I am basically civil engineer and lead auditor for ISO 9001( Quality management system),14001( Environmental management system),18001 ( Occupational health and safety assessement series) I have got Class VE, Subclass 175 Skilled - Independent and planning for coming in Australia to work. Can anyone suggest where to apply for jobs.


----------



## elitel (Aug 11, 2010)

INDOZ said:


> I am basically civil engineer and lead auditor for ISO 9001( Quality management system),14001( Environmental management system),18001 ( Occupational health and safety assessement series) I have got Class VE, Subclass 175 Skilled - Independent and planning for coming in Australia to work. Can anyone suggest where to apply for jobs.


Hey,
This is a very good place for engineering jobs vacancies. Visit; engineering jobs villa dot info


----------



## INDOZ (Aug 11, 2010)

*HI*

Thanks!!!!!Can I arrange for interview from Kuwait since I am planning to visit for 5 days next month


----------



## elitel (Aug 11, 2010)

INDOZ said:


> Thanks!!!!!Can I arrange for interview from Kuwait since I am planning to visit for 5 days next month


Were you able to enter the site? If yes, there no need for the stress of traveling for the interview. Everything things can be done online. visit the site direct at (engineeringjobsvilla dot info) and submit your application in any position you are qualify for assessment and consideration.


----------



## ksanand (Jan 2, 2014)

*Looking for IT Job*

Hello,

I am a Malaysian in Malaysia now and I would love to come to Australia, live and work. I have 20yrs of IT experience and I am right now working as a IT Manager & IT Security Manager. 
Can anyone let me know if there is any vacancies there which I can apply.

Thanks

KSA


----------



## GBP (Jun 1, 2013)

IT jobs in Aus are going offshore to somewhere else. So, it is probably not a very good idea now.


----------



## ksanand (Jan 2, 2014)

GBP said:


> IT jobs in Aus are going offshore to somewhere else. So, it is probably not a very good idea now.
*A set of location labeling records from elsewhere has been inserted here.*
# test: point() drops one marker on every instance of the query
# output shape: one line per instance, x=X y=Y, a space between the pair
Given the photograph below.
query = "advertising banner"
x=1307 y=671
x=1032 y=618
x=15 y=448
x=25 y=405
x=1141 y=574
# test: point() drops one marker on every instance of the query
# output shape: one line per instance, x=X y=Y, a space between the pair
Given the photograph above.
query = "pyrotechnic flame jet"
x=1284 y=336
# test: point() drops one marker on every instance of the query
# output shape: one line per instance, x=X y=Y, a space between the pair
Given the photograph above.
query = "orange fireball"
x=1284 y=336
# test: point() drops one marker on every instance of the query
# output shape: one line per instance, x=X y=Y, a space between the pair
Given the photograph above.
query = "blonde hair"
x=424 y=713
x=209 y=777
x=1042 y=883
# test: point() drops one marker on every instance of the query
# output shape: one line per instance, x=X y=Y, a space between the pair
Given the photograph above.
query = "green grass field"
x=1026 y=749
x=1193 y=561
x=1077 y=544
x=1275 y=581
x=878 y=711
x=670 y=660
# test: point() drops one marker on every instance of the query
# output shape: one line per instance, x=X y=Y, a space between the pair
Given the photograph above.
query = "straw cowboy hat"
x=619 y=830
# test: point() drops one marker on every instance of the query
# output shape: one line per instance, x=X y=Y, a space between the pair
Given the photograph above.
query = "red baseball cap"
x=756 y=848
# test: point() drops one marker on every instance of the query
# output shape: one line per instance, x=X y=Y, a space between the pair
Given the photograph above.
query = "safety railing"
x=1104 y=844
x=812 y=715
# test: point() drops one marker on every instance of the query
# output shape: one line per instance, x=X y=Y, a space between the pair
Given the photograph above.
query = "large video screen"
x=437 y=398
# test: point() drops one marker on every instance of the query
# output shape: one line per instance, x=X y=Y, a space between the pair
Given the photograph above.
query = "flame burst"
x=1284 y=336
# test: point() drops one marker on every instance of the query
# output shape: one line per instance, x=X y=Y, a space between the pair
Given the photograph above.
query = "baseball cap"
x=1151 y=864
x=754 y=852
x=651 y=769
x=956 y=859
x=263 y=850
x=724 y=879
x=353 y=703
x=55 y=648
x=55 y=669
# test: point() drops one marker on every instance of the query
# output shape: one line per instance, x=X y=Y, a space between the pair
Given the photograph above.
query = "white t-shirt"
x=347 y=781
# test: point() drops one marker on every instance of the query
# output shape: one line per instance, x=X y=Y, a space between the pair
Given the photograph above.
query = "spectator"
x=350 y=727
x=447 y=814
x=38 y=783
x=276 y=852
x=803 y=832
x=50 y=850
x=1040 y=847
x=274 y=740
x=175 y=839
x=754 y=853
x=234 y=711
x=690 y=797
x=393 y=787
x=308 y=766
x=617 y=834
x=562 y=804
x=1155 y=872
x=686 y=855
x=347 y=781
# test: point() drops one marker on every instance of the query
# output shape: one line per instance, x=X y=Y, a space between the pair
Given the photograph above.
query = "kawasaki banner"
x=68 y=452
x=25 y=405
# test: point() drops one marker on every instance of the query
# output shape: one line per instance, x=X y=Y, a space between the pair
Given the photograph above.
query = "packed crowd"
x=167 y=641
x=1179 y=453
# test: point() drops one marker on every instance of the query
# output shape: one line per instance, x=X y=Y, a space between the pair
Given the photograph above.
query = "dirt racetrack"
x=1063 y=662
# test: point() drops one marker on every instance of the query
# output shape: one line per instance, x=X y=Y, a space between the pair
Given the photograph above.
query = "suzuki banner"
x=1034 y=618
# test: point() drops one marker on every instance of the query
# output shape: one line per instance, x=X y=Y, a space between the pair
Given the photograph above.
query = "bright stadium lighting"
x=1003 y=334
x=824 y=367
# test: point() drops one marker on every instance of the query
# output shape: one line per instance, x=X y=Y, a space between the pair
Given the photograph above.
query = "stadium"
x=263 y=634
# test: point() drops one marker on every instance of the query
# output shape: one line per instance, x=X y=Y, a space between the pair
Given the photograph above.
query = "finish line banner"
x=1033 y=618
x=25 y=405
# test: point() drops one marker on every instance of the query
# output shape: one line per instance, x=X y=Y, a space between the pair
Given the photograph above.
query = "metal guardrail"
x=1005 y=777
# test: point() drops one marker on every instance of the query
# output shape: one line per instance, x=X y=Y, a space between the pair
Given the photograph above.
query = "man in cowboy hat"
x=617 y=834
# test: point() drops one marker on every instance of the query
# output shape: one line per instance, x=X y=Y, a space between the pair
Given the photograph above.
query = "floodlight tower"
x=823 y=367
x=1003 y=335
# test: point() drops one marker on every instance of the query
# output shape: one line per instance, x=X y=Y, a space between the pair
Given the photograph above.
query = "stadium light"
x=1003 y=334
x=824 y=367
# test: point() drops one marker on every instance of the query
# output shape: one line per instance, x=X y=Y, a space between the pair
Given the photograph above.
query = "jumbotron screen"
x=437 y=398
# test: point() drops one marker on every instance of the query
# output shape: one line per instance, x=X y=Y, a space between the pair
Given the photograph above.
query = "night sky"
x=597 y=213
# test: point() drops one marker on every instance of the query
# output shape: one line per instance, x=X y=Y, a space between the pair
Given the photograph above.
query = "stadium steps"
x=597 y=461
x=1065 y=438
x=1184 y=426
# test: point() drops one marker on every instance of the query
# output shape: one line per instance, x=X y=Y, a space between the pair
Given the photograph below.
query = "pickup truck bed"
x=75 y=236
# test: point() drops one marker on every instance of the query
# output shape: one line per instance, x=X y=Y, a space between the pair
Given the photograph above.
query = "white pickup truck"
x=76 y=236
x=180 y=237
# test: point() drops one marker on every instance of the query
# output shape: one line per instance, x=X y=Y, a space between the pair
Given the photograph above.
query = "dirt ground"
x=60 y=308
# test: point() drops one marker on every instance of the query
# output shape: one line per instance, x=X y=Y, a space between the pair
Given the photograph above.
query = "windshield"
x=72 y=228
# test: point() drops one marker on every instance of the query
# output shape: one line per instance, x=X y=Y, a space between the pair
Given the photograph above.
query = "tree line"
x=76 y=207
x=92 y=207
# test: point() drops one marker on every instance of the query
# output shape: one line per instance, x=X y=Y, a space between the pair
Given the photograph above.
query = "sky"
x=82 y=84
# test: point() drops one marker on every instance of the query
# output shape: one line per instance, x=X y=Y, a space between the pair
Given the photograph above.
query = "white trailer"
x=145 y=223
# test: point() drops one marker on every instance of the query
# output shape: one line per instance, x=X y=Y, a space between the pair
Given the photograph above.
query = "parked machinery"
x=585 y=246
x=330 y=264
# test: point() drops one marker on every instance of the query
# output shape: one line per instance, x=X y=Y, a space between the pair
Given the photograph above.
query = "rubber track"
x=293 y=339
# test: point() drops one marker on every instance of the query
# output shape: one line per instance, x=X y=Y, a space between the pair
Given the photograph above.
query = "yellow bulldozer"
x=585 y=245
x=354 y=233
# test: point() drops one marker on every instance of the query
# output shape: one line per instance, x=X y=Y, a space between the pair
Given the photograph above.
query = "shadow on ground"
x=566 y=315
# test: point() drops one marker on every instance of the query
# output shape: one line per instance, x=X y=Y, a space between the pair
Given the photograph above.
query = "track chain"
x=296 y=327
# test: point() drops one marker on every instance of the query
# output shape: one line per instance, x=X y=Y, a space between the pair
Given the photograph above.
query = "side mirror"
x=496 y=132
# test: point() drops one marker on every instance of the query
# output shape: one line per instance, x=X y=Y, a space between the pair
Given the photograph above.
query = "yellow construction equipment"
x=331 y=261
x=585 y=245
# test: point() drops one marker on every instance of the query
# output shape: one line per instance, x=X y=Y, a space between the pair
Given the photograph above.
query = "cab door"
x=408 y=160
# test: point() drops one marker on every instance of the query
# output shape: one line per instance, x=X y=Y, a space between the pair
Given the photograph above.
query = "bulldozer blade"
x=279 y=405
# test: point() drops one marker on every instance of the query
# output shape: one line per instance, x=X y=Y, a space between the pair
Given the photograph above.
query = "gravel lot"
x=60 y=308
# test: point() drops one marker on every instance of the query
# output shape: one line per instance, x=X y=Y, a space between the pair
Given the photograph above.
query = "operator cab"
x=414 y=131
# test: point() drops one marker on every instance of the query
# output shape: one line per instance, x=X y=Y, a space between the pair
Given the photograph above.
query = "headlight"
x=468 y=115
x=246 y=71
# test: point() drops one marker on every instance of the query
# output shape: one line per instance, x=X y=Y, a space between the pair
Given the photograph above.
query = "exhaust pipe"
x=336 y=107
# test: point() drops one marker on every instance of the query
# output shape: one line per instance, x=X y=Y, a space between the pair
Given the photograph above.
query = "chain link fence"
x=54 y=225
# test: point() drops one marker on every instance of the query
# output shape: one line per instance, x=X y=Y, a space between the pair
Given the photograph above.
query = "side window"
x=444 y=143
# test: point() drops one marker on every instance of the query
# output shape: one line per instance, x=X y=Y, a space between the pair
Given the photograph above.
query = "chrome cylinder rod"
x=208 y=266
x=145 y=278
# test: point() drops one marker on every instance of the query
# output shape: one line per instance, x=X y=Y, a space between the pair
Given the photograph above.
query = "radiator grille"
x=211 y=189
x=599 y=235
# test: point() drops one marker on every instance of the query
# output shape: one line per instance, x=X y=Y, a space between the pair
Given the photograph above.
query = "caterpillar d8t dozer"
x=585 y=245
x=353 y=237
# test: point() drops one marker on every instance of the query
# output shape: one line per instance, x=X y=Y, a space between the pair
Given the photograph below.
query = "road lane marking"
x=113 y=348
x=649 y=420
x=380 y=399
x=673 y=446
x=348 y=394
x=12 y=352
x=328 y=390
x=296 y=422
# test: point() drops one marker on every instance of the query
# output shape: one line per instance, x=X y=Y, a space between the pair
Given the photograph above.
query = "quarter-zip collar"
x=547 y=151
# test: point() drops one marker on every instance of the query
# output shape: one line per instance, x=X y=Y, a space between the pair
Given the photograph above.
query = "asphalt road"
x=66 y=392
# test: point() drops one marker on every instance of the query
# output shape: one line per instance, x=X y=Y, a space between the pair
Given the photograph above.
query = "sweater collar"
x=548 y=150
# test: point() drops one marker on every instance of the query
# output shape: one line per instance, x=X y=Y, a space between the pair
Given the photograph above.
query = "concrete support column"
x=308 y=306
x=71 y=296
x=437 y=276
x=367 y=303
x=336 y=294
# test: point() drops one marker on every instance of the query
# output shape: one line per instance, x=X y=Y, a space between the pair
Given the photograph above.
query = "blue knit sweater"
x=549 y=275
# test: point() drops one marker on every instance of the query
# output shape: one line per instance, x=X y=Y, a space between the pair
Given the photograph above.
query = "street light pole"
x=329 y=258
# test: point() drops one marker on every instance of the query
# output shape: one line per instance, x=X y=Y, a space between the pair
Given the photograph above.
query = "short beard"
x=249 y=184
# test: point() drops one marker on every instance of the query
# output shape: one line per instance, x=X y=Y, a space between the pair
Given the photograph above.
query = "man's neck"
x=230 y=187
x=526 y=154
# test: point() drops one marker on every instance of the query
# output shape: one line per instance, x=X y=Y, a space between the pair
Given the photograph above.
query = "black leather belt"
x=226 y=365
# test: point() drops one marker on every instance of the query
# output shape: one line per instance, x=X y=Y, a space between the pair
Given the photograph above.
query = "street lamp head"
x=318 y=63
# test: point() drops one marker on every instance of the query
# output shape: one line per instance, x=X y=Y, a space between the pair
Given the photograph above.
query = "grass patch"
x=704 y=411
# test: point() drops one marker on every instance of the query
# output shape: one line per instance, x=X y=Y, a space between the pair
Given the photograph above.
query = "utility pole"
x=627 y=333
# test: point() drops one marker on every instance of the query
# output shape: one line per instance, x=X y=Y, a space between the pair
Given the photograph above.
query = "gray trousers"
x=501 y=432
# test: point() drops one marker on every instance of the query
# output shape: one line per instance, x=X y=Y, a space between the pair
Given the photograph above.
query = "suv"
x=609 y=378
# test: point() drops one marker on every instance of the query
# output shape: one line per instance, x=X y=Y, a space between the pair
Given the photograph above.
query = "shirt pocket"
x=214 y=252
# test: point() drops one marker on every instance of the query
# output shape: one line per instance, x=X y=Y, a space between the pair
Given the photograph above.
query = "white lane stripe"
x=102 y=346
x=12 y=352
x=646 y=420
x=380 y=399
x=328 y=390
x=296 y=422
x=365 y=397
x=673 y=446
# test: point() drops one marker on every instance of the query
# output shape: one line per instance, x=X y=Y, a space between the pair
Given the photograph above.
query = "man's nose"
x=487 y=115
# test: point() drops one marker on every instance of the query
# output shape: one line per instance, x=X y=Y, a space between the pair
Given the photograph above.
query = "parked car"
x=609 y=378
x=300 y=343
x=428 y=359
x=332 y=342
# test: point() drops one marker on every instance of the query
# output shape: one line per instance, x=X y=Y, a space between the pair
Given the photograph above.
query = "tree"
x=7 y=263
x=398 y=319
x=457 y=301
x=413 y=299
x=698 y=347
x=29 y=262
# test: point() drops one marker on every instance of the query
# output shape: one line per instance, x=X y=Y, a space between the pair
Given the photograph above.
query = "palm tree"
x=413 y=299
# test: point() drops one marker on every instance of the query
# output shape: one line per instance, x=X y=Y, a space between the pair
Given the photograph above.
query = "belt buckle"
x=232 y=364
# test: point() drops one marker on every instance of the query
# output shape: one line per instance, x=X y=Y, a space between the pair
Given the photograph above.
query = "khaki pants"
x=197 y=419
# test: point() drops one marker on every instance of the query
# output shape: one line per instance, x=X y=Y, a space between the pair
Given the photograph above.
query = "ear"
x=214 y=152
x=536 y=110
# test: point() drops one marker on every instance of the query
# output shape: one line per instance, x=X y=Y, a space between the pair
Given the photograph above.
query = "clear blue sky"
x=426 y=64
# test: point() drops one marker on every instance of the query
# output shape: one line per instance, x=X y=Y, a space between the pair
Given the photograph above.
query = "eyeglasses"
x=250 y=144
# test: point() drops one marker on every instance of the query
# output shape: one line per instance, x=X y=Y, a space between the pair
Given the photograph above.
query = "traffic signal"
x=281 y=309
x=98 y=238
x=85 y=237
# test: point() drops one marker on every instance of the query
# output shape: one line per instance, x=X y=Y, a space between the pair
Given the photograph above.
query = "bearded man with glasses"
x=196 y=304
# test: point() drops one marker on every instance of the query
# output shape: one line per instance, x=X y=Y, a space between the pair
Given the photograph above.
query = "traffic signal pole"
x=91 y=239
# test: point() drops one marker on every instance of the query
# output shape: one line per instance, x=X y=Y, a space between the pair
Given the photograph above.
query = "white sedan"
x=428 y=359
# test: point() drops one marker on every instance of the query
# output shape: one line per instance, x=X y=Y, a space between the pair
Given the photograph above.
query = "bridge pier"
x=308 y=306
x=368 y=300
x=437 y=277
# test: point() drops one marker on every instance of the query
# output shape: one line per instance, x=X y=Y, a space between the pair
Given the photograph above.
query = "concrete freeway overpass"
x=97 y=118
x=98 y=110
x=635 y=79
What you mean by going offshore?


----------



## GBP (Jun 1, 2013)

ksanand said:


> What you mean by going offshore?


means Aus company are outsourcing their IT works to companies not in Aus.


----------



## ksanand (Jan 2, 2014)

GBP said:


> means Aus company are outsourcing their IT works to companies not in Aus.


Interesting...thanks for the info.


----------



## ksanand (Jan 2, 2014)

Sopcai said:


> go to jobseeker


Thanks, will do.


----------



## TheCoolKoala (Aug 5, 2014)

you can find if you have contacts, match the EXACT requirements for the job, and if you have luck. However, as said above, Australia is not different than other "western" economies.
Companies find any possible ways to reduce costs, and outsource whatever they can to low cost countries such as india, thailand etc...
IT is often not the strategic department of a company, and IT jobs unfortunately among the first to be outsourced.
This said, if you can show you can add value and help a company to save $$$, you have good chances.


----------



## prakash007 (Aug 10, 2014)

what is the engineeringjobsvilla url?


----------